These trends in tree-ring width variability along the north–south Central Siberian IGBP transects repeated longitudinally are typical of tree growth in the entire Siberian boreal zone. Shashkin and Vaganov[27] reported similar results (increasing larch tree-ring width with decreasing site latitude) from Yakutia, East Siberia, caused by the gradient of environmental factors that most influence tree-ring growth. At the northern treeline, lack of summer warmth is the main climatic factor that limits ring growth[28]. As a result, at such high latitudes, large-scale patterns of summer temperature synchronize the growth of trees not only at the same site but also at sites located up to 800 km apart[29]. Temperature increases projected by the ACIA-designated models are very likely to have positive effects on larch growth across this area.

The influence of summer temperature decreases moving southward from the northern end of the transect. This gradient of environmental control leads to the higher growth rate and lower sensitivity of tree growth to climate in the middle of the transect. However, toward the southern portion of the transect, there is once again an increase in the correlation between individual tree-ring growth and sensitivity of master chronologies. Summer warmth in these dry regions is a strongly unfavorable factor for pine ring formation at its southern limit of distribution and larch at its lower elevation limit. Therefore, at the southern end of the transect, the strong influence of environmental factors on larch growth in high-elevation forest and on pine in the forest–steppe zone synchronize ring formation in trees on similar types of sites. The broadly shared environmental controls caused better registration of environmental changes in tree-ring structure (higher sensitivity) among sites. Temperature increases projected by the ACIA-designated models are very likely to have negative effects on larch and pine growth across the southern part of the transect.

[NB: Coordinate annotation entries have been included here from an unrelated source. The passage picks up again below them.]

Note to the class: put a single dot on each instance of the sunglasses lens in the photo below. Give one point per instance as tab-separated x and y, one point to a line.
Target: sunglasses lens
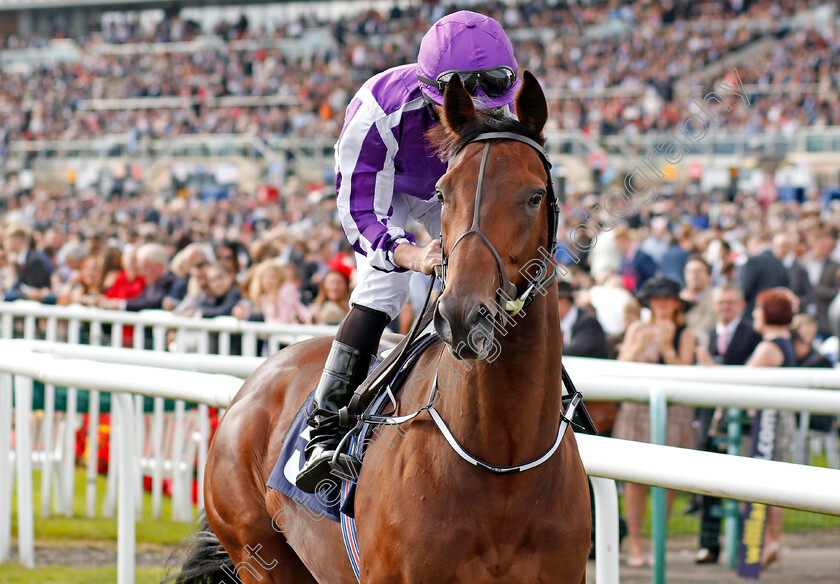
496	82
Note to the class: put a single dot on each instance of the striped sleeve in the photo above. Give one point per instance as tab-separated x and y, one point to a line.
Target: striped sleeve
365	155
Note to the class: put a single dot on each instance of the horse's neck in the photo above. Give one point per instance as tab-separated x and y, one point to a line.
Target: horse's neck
507	411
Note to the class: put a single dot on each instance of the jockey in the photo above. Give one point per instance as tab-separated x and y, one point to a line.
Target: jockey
385	173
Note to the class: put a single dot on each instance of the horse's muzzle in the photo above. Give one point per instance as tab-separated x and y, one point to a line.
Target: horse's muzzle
468	332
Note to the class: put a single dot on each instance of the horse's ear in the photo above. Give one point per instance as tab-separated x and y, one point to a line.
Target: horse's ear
458	108
531	107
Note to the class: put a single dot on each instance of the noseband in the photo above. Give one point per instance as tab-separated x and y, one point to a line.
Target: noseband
507	297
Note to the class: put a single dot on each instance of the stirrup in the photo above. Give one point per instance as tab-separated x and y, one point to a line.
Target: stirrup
327	465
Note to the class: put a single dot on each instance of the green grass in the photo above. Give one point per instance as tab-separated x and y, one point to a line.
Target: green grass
14	574
52	530
679	524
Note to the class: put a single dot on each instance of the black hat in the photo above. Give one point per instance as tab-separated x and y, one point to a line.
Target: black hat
661	287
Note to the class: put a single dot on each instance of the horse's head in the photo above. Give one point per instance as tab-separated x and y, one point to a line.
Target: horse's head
498	212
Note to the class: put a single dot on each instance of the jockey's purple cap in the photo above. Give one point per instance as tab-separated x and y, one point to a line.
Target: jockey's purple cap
466	41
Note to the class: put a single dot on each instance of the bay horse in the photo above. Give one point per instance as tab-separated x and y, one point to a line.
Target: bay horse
422	513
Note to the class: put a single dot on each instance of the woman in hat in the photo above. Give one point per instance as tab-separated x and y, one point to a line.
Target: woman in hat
665	339
386	172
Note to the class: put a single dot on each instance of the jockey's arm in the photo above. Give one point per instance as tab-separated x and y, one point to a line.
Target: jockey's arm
418	258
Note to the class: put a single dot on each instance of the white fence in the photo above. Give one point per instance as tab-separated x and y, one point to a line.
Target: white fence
131	371
762	481
70	323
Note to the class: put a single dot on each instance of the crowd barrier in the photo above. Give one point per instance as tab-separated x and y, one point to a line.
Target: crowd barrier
71	325
728	387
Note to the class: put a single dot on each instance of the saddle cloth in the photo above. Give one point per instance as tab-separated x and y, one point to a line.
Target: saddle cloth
327	503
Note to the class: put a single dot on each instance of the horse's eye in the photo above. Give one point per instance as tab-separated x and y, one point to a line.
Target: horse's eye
536	199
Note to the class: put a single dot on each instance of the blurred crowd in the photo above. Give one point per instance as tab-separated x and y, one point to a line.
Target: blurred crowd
646	48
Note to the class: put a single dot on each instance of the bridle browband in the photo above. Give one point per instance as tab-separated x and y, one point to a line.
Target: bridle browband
507	296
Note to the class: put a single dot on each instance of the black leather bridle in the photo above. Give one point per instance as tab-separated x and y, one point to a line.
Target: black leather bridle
507	295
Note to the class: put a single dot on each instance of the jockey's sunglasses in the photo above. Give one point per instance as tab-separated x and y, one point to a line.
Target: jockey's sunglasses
494	82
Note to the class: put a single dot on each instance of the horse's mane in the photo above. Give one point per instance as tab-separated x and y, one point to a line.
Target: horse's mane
447	143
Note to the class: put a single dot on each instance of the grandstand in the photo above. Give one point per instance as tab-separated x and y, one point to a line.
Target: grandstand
138	88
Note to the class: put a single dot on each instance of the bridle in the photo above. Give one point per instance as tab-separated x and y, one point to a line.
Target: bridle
506	296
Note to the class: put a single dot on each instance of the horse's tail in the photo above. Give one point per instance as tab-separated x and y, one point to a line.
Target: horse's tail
203	558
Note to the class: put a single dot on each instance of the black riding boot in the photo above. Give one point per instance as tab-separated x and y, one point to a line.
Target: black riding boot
344	371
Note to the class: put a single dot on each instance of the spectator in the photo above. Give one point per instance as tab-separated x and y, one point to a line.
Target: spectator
222	292
7	273
762	271
227	253
32	270
111	267
822	275
675	257
803	331
664	339
277	299
797	274
88	290
333	301
582	333
182	266
153	261
698	279
771	319
197	289
128	283
66	274
636	266
731	341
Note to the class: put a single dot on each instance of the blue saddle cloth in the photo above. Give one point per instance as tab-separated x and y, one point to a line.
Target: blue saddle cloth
326	503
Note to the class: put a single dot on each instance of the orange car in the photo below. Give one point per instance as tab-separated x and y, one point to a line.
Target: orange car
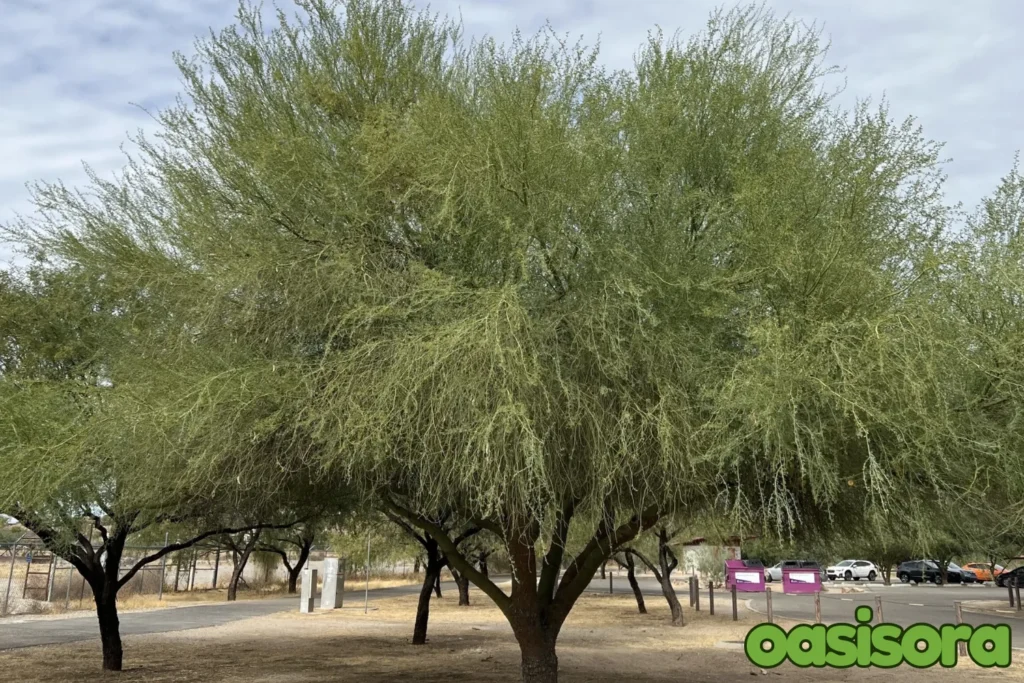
983	570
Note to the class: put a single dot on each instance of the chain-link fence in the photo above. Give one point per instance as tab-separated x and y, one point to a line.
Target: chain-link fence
35	581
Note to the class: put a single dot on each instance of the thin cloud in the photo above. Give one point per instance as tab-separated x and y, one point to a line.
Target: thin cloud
71	70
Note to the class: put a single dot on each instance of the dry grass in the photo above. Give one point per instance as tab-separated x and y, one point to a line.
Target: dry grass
604	641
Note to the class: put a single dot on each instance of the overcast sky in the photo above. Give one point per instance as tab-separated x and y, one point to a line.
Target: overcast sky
74	73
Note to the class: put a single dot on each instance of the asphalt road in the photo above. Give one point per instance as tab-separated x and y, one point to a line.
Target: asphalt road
28	632
901	604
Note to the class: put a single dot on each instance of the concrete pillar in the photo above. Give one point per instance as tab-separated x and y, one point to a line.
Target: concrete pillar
308	592
329	596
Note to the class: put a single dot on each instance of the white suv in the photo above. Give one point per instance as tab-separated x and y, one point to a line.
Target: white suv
854	569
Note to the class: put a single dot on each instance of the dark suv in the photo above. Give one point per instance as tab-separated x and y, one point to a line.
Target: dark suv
1008	578
925	570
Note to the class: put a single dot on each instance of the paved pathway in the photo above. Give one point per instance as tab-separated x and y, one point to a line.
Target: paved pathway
29	632
901	604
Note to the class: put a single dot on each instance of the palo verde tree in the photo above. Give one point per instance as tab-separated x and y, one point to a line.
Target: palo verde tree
86	476
663	537
435	561
501	283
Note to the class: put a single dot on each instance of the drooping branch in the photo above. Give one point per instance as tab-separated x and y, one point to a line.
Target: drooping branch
452	553
553	558
406	527
650	565
174	547
578	575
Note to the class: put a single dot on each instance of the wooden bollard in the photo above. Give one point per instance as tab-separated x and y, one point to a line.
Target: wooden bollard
961	646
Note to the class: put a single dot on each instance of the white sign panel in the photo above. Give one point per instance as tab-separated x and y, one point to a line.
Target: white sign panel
802	577
748	578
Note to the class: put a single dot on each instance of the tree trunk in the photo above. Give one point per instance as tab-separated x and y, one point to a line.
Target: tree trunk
463	585
432	574
668	561
483	563
540	663
296	571
240	565
631	575
110	629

Response of high-latitude conifers to climate and climate change scenarios

White spruce in Alaska and Canada

The scientific literature on the relationship of tree-ring width to climate in northern North America is dominated by studies of white spruce carefully selected in order to allow the reconstruction of past climates (section 14.6.2) from trees that achieve greater growth with warmer temperatures and lower growth with cooler temperatures. However, radial growth of white spruce on upland sites across a broad area of central Alaska exhibits a strong negative response to summer temperature[30] (Fig. 14.18). The negative relationship of radial growth to summer temperature is consistent throughout the 20th century, and occurs in a broad range of dominant and co-dominant trees in mature and old stands[31]. The growth of white spruce on these sites is best projected by the mean of May through August temperature in the year of ring growth and the year prior[32]. This relationship between climate and tree growth is sustained during the period of the instrumental record as well as the period for which summer temperatures were reconstructed from 13C isotope content and latewood density.

 

caption Fig. 14.18. Historic and reconstructed relationship between white spruce growth and summer temperature at Fairbanks, Alaska, and projections based on climate scenarios. The tree growth sample includes 10 stands across central Alaska. Summer temperature is an excellent predictor of white spruce growth. Because higher temperatures are associated with reduced growth and growth is the dependent variable, the temperature scale (left axis) has been inverted. Given the historical relationship between the variables and the scaling of these axes, the temperatures projected by the ACIA-designated models can be used to infer the approximate level of growth (right axis) possible in the future[2].

 

Based on this strong relationship, the two-year mean of May through August temperature for the Fairbanks grid cell was calculated from the ACIA-designated model and used to project future growth of this species on similar sites (Fig. 14.18). Because the relationship between temperature and growth is negative (less growth in warmer conditions) and the response variable of interest is tree growth, the temperature axis is inverted (increasing temperature downward) in Fig. 14.18.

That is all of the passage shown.